I start with the important decisive factor for the outcome of this problem, the loss function. We use the custom loss function as proposed in the paper combining three measures which are Structural similarity for the gray-scale rendered ground-truth and predicted maps, and computing the F1-score of Sobel gradient operated maps with a threshold of 0.5 for getting sharp edges and also the cosine distance between the ground-truth and predicted maps. By doing this, we make the network to learn intra-relationship and inter-relationship of the maps while with-holding strong and sharp edges.

We will use an Adam optimizer with a weight decay rate of 1e-6 and starting learning rate of 0.0001 with polynomial decay also some checkpoints to keep a track of it. Finally, we will enable the entire encoder layers to be trainable and use the famous model.fit() to start the training for 10 epochs. And now, lean back and enjoy those pretty little numbers changing with a progress bar pushing itself right, also maybe with pop corn!
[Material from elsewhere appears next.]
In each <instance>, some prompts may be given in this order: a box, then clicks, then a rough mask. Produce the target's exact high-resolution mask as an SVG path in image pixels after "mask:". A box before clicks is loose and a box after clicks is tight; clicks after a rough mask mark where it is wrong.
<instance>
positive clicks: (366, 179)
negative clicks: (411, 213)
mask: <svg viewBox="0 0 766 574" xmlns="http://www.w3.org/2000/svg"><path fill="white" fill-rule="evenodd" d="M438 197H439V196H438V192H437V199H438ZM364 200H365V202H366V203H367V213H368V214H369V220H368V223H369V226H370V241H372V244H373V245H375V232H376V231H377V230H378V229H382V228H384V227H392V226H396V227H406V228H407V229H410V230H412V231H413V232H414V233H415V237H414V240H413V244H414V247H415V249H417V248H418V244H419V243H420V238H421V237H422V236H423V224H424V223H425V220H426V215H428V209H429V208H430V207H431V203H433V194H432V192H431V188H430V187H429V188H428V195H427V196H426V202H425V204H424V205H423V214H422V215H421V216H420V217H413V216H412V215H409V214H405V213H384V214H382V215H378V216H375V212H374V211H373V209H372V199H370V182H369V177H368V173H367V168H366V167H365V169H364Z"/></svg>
After around 12 hours of training, I got around 95% validation and 85% test set accuracy. By looking at the test set predictions I could see these,

Colormap: Plasma Red

which are pretty decent with sharp and tight edges. Also, as said earlier I passed in the video recorded in the outside environment and got something like,

Colormap: OpenCv JET

Immediately we can notice the flickering between the frames. That is because this model is designed for prediction on a single image so I ran the model for each frame in the images and combined the results. There will be some prediction variation between the frames. For a smoother transition, we have to look at the model that takes the temporal domain into consideration.

The code is available at Colab or Kaggle platform. Some reference include the official paper and their implementation.